This post is the fourth in a series about HR BI systems. In the previous post I've shown to advanced model of the solution, the ERD of the datawarehouse and I shown how to answer most of the business questions using that model. In this post I'll show a more complex issue which is smart records filtering and Super Transactions. I will introduce you to this subject and show you how I implemented it.
To better understand this post, I highly recommend you to read the previous post first. Let's summarize the last post: We reached to the conclusion that in order to answer most of the business question regarding HR, we need to build a very wide Fact table (meaning that it will have many fields) that contains all the relevant fields from the appendixes. I introduced you to the problem of irrelevance and I shown the way to solve it using the N/A value instead of null when the appendix hasn't started yet.
Actually, after doing what I described in the last post we finished 90% of the project. Now, only the other 90% remains...

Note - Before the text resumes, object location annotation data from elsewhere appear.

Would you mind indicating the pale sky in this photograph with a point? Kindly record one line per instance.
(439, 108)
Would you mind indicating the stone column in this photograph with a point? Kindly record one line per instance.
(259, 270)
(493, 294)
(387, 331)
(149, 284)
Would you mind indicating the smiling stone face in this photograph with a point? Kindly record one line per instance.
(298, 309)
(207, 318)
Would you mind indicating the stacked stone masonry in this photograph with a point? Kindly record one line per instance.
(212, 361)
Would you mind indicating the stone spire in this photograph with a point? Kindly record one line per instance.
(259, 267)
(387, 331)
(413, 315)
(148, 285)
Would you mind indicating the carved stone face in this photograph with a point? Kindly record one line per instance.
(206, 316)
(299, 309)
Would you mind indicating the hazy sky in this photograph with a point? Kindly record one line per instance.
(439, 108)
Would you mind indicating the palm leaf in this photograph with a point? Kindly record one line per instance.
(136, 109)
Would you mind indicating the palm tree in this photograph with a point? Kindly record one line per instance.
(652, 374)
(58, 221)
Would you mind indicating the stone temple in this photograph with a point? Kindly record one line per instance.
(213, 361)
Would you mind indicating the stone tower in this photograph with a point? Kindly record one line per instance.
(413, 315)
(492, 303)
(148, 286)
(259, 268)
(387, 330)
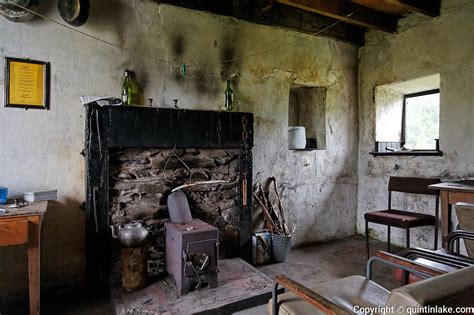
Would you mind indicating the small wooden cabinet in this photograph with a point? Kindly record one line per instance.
(23, 226)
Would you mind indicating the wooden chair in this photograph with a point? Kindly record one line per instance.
(450, 258)
(344, 296)
(402, 218)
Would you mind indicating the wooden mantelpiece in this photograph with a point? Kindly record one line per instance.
(110, 128)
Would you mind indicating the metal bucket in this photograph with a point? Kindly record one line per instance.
(261, 248)
(281, 246)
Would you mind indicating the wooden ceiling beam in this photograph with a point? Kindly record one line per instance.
(348, 12)
(426, 7)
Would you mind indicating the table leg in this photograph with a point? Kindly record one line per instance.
(445, 216)
(34, 231)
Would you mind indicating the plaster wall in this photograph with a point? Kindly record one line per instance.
(423, 46)
(41, 149)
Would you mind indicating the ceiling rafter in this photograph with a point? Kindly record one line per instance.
(427, 7)
(348, 12)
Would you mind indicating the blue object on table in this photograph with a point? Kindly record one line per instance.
(3, 195)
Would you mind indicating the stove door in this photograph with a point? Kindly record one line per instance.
(202, 255)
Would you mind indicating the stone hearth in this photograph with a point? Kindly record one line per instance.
(141, 179)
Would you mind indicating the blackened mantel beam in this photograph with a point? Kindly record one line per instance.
(141, 127)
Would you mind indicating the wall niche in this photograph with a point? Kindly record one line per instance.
(307, 108)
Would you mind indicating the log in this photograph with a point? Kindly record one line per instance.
(133, 268)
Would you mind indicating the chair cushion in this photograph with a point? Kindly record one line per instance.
(346, 292)
(451, 289)
(399, 218)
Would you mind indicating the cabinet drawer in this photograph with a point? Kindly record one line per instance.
(13, 232)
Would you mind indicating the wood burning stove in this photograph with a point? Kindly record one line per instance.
(191, 247)
(112, 129)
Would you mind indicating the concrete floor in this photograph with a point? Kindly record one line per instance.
(325, 262)
(308, 265)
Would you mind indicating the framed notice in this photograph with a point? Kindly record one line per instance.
(26, 83)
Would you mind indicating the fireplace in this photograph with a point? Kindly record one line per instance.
(136, 155)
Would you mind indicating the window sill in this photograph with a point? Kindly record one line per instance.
(409, 153)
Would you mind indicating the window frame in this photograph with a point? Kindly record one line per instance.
(426, 152)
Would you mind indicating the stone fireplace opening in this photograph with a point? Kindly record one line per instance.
(142, 178)
(135, 156)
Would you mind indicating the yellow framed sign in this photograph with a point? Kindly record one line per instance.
(27, 83)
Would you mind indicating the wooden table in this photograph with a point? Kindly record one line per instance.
(23, 226)
(451, 193)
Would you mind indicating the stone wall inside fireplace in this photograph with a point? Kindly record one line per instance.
(141, 178)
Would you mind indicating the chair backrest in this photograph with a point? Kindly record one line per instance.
(451, 289)
(413, 185)
(465, 214)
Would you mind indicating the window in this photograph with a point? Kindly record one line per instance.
(421, 120)
(407, 117)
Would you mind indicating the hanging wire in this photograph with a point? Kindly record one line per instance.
(172, 63)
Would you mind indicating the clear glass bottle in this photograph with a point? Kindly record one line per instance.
(229, 97)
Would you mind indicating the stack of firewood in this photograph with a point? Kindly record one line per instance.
(268, 199)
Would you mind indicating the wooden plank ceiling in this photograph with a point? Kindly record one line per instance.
(382, 15)
(312, 16)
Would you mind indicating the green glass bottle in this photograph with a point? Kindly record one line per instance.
(126, 89)
(229, 97)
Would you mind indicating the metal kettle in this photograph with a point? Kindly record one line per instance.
(131, 234)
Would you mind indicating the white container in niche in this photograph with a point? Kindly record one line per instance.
(296, 137)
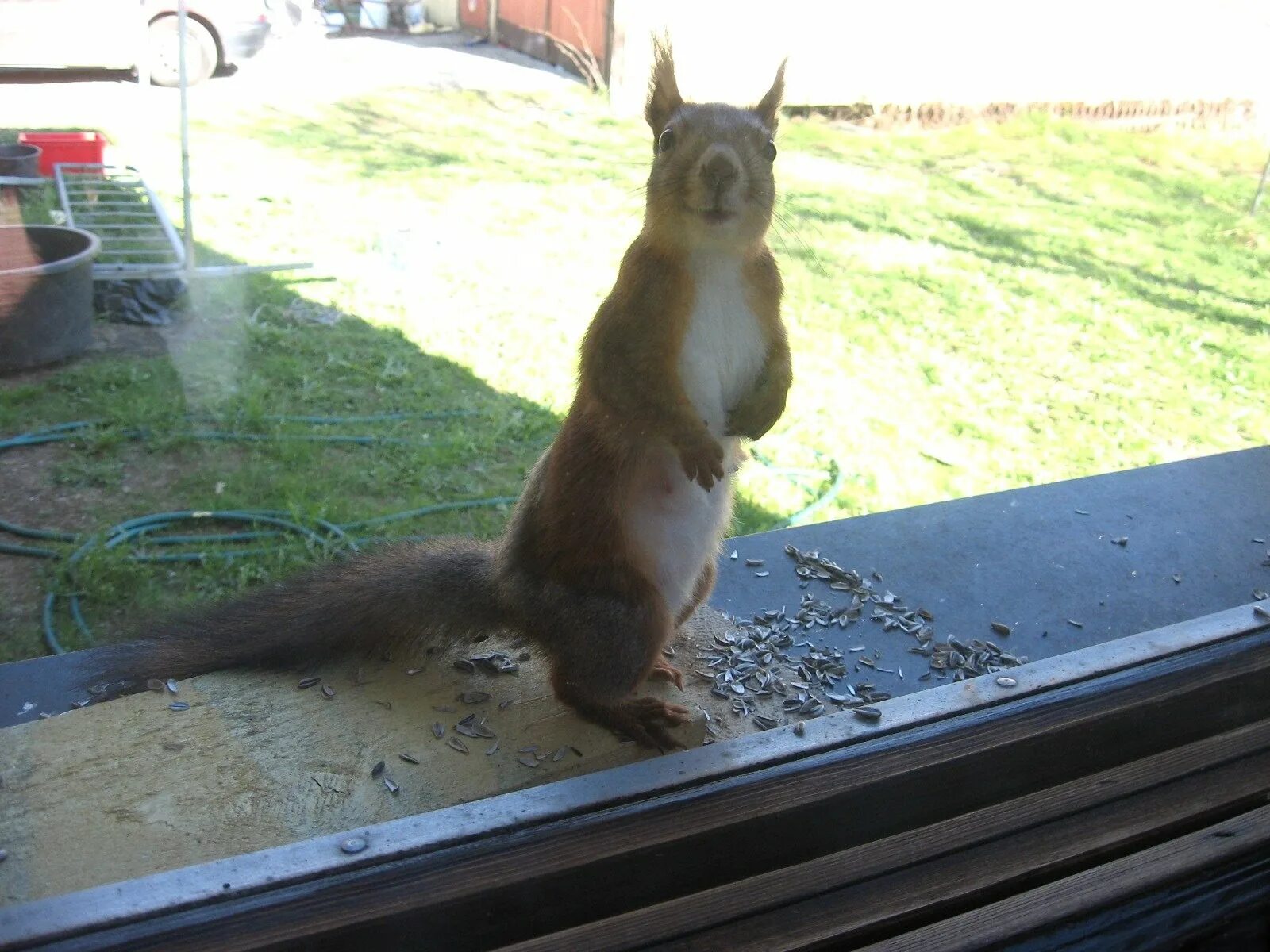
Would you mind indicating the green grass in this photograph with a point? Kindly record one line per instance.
(969, 310)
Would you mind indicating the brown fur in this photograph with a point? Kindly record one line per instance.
(565, 574)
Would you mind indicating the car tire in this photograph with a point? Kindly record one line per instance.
(201, 52)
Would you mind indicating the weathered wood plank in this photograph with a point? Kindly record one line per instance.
(131, 787)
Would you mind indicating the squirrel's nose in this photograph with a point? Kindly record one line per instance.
(719, 171)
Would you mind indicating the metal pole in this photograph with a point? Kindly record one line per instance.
(182, 19)
(1261, 187)
(143, 48)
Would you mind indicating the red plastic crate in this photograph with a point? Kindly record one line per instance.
(65, 148)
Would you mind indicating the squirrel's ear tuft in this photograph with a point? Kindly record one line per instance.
(768, 107)
(664, 92)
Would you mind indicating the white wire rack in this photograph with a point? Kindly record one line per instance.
(114, 203)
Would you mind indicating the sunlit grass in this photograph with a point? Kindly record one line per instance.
(969, 310)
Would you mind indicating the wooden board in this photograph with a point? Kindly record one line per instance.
(131, 787)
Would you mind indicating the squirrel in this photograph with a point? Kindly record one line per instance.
(613, 543)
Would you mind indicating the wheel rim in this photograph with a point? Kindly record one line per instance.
(165, 54)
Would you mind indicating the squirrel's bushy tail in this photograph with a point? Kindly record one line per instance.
(432, 593)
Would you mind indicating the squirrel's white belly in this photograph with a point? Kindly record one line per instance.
(675, 522)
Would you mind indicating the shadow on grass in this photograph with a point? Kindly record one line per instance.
(247, 352)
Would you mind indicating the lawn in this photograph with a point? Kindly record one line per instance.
(971, 310)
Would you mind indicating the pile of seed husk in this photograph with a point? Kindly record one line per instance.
(491, 663)
(757, 659)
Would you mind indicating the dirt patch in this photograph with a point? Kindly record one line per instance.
(108, 340)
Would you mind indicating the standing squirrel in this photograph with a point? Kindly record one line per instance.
(614, 541)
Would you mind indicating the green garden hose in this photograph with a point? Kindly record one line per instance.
(332, 537)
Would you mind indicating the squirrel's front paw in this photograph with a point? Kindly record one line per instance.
(702, 459)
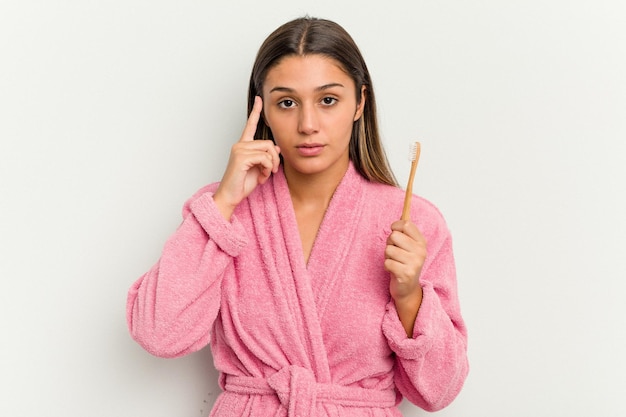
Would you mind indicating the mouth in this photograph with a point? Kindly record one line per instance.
(310, 149)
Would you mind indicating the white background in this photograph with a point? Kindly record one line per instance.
(113, 113)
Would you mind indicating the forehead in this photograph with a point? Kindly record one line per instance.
(306, 72)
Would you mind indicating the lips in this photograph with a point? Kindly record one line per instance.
(310, 149)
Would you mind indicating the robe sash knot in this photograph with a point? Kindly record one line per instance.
(299, 392)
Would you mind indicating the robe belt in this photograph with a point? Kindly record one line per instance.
(299, 393)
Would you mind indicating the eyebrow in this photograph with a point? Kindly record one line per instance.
(320, 88)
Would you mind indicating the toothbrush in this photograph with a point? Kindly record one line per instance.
(414, 156)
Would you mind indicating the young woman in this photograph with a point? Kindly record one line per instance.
(315, 299)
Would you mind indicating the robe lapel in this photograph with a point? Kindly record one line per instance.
(304, 291)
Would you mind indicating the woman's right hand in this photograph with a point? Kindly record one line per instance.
(251, 163)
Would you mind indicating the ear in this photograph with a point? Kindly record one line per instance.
(361, 105)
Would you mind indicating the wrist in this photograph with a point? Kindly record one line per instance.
(224, 207)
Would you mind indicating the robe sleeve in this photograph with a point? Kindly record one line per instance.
(171, 308)
(432, 366)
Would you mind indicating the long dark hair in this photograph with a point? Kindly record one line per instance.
(308, 36)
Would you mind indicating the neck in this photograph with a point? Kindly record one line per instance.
(316, 188)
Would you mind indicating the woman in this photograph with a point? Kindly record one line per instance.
(314, 298)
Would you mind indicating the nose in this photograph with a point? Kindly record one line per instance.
(308, 122)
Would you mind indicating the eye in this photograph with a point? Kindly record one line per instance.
(286, 104)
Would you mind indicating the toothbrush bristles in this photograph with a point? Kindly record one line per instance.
(414, 151)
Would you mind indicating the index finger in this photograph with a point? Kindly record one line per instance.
(253, 120)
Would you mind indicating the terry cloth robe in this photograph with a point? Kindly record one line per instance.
(291, 338)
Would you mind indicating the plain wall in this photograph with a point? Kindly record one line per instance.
(113, 113)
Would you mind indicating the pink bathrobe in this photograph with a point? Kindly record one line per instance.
(295, 339)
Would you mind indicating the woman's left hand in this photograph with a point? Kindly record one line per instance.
(405, 254)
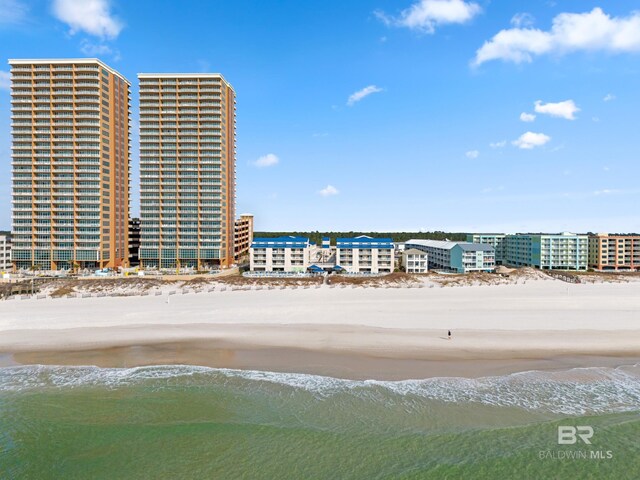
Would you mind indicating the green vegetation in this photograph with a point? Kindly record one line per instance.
(316, 237)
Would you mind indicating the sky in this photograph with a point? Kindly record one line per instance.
(407, 115)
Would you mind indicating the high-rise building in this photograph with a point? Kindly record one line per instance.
(5, 253)
(134, 242)
(70, 126)
(187, 168)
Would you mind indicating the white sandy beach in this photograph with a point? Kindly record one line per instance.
(536, 320)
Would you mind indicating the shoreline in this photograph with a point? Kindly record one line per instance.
(352, 333)
(328, 350)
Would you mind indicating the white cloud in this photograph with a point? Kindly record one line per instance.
(531, 140)
(425, 15)
(570, 32)
(527, 117)
(522, 20)
(360, 94)
(91, 16)
(607, 191)
(267, 160)
(5, 80)
(328, 191)
(93, 50)
(12, 12)
(566, 109)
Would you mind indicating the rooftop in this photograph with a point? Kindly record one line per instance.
(448, 245)
(70, 61)
(185, 75)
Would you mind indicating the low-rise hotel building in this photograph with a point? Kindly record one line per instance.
(457, 257)
(562, 251)
(280, 254)
(415, 261)
(243, 234)
(365, 254)
(496, 240)
(614, 252)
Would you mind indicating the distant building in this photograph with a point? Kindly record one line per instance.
(496, 240)
(365, 254)
(134, 242)
(243, 234)
(279, 254)
(415, 261)
(614, 252)
(5, 253)
(458, 257)
(561, 251)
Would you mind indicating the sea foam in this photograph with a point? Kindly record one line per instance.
(578, 391)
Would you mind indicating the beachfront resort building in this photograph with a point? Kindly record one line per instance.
(496, 240)
(614, 252)
(134, 242)
(5, 253)
(70, 157)
(415, 261)
(456, 257)
(243, 234)
(365, 254)
(187, 169)
(561, 251)
(280, 254)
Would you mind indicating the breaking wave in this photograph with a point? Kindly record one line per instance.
(578, 391)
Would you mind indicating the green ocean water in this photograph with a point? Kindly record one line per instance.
(187, 422)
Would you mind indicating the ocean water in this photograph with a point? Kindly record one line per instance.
(189, 422)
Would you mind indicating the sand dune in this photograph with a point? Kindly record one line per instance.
(535, 321)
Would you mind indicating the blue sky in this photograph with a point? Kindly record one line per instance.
(386, 115)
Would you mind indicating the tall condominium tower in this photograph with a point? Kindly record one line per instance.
(70, 126)
(187, 170)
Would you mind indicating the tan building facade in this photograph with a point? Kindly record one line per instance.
(187, 167)
(243, 234)
(614, 252)
(70, 156)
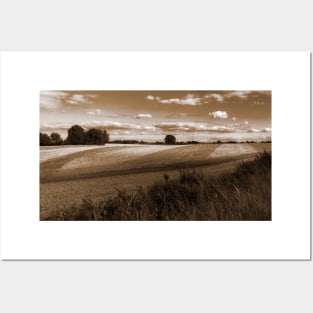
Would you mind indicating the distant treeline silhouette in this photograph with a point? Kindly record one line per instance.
(76, 136)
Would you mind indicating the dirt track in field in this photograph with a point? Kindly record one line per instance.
(68, 174)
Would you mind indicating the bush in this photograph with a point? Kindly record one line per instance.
(76, 135)
(94, 137)
(45, 140)
(56, 139)
(170, 140)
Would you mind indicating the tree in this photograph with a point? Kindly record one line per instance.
(76, 135)
(94, 137)
(170, 140)
(106, 136)
(44, 140)
(56, 139)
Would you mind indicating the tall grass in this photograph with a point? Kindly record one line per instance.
(239, 196)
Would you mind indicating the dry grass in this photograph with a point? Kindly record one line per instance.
(242, 195)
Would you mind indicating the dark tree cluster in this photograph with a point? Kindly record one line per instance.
(52, 140)
(170, 140)
(76, 136)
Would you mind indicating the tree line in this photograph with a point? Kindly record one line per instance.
(76, 136)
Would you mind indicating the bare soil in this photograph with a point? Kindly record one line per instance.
(68, 174)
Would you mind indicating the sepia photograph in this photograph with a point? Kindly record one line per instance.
(155, 155)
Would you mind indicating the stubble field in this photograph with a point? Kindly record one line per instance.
(70, 173)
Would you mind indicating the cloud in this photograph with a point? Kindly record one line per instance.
(219, 114)
(81, 99)
(51, 99)
(143, 115)
(267, 129)
(111, 125)
(238, 93)
(190, 99)
(216, 96)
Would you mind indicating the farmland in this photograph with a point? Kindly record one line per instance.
(70, 173)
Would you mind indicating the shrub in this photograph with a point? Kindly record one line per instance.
(45, 140)
(94, 137)
(170, 140)
(76, 135)
(56, 139)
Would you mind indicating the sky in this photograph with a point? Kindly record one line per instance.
(149, 115)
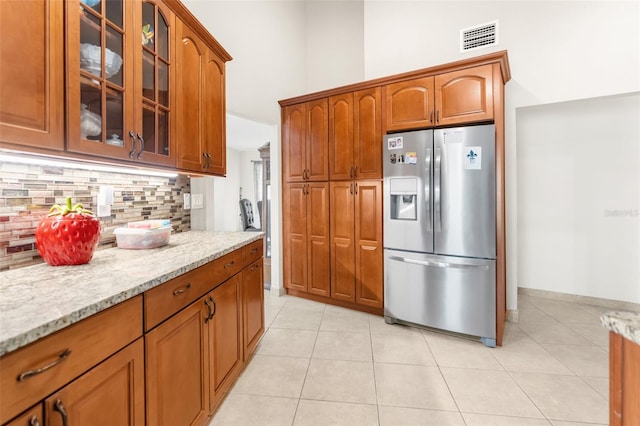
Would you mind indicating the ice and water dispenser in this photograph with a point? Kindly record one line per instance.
(404, 194)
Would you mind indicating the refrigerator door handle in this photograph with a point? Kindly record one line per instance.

The thing is that another main requirement remains (although basically it was our idea). The reason for which I didn't mention it in the previous posts is that I didn't want to bring in this complex issue in the first steps. I wanted you, my reader, to stay focused on the main structure of the solution. The requirement is to clean and improve (from the data point-of-view) the personal diary records and identify personal processes. I will explain later what this means. Note that at this point the example of the university is not so relevant so I apologize for the weird examples.
Cleaning Records
For example, let's say that we have one lecturer (or more) that has swift changes in his salary: During the month his salary changes but in the end of the month it always goes back to the original salary, meaning that he always gets the same salary in his bank account. I know it sounds weird, but I've seen a lot more confusing cases in financial systems. If we'll bring the lecturer's data to the DWH as it is, we'll have a number of serious problems:
-
In case that the user filter the report on the date where the lecturer has the temporary salary, the user will get a wrong result because he won't see the "real" salary ("real" is a problematic word in this case. We'll discuss it later).
-
The rapid changes in the lecturer's salary appendix will cause great growth in its diary. This is problematic because of disk space, but the main problem is that the diary that will be shown to the end-user will be "junky" with a lot of unnecessary records which will prevent the end-user from seeing the true changes in the diary. In other words, we want a cleaner personal diary.
-
On the other hand, there are other users (especially business analysts) that want to analyze exactly these cases so we can't just delete the records...
Super Transactions
Super Transaction, or ST, is a personal process or change in the man's life which reflects some appendixes and can happen on more than one day. For example, let's say that we have a tutor that got a promotion and becomes a lecturer. By doing that, he changes his Position (tutor -> lecturer), Courses (now he teaches other courses) and the most important of all - the Salary. These changes won't have to happen exactly on the same day. Its position can be changed when he got the announcement but the salary will change only in the end of the month. From the technical point of view, we can say that the man only had some changes in some of his appendixes. But from the business point of view, he has a serious career change aka he been over a process, or a ST.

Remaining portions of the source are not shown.